On the 7th, Jeong Yong-jin, a researcher at Shinhan Investment Corp., stated in a report, "As secondary battery companies have presented a sales guidance indicating negative growth this year, doubts about the growth potential of EV companies have intensified. However, unlike Tesla, the growth trend of luxury EV brands with a core fan base is expected to continue."
Researcher Jeong added, "Only the three major German automakers?Mercedes-Benz, BMW, Audi?and American EV companies like Rivian will be relatively free from price reduction pressures," and "WCP is supplying materials intensively to luxury OEM EVs through Samsung SDI, so sales and profits are expected to grow steadily."
He also noted, "North American EV models have reached a point where they must exclude Chinese-made separators to avoid Foreign Entity of Concern (FEoC) regulations under the U.S. Inflation Reduction Act (IRA)," and predicted, "WCP is likely to benefit relatively more from U.S. policies."
Based on this analysis, Shinhan Investment Corp. projected WCP’s sales this year to increase by 23% year-on-year to 374.5 billion KRW, and operating profit to rise by 12% to 43.7 billion KRW.
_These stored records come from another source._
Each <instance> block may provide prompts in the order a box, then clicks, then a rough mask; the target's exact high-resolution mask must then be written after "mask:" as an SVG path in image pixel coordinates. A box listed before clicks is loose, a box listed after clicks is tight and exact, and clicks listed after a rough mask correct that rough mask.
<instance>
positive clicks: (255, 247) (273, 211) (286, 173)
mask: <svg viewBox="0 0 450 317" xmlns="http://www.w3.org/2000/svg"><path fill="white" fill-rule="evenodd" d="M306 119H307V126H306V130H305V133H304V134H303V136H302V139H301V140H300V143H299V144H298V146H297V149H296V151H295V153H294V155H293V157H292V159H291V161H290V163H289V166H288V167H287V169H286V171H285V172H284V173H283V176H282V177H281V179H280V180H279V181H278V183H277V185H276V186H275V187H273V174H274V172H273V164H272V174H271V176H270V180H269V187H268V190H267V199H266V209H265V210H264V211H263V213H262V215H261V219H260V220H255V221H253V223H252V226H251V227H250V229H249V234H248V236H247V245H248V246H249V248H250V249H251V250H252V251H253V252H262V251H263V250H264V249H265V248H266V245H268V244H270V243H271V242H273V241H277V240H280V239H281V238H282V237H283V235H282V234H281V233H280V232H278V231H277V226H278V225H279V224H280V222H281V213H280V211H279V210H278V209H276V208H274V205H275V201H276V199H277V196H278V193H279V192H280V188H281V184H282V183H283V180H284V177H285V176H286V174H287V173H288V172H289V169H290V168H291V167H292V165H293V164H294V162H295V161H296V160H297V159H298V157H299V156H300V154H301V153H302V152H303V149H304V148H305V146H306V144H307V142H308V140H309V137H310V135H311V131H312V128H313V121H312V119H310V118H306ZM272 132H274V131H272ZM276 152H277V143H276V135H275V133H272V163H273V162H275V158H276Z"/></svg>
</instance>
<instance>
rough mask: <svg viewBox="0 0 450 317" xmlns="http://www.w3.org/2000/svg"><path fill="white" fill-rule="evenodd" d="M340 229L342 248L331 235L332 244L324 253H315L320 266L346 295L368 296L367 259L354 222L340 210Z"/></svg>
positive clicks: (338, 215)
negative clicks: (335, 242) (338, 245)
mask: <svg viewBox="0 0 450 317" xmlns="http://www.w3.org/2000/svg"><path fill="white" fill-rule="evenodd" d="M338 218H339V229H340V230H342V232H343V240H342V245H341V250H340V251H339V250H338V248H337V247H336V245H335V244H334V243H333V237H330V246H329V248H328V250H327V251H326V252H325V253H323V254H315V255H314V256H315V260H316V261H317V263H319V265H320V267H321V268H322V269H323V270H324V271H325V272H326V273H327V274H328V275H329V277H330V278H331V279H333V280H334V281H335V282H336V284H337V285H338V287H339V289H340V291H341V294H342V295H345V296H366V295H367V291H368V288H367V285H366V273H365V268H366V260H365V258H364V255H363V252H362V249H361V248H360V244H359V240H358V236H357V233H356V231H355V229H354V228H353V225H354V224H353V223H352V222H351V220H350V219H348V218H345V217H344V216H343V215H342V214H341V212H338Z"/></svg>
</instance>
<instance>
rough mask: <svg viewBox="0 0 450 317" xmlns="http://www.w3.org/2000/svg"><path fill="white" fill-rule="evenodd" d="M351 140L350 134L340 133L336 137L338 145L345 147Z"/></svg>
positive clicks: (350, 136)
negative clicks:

Meanwhile, during the Q4 earnings conference call last year, WCP anticipated that sales of prismatic and cylindrical EV battery separators would grow significantly, expecting this year’s sales to increase by 20-30% compared to last year. They also stated, "The expanding plant in Hungary could start mass production as early as Q2 next year, and the North American market will be entered by early next year at the latest."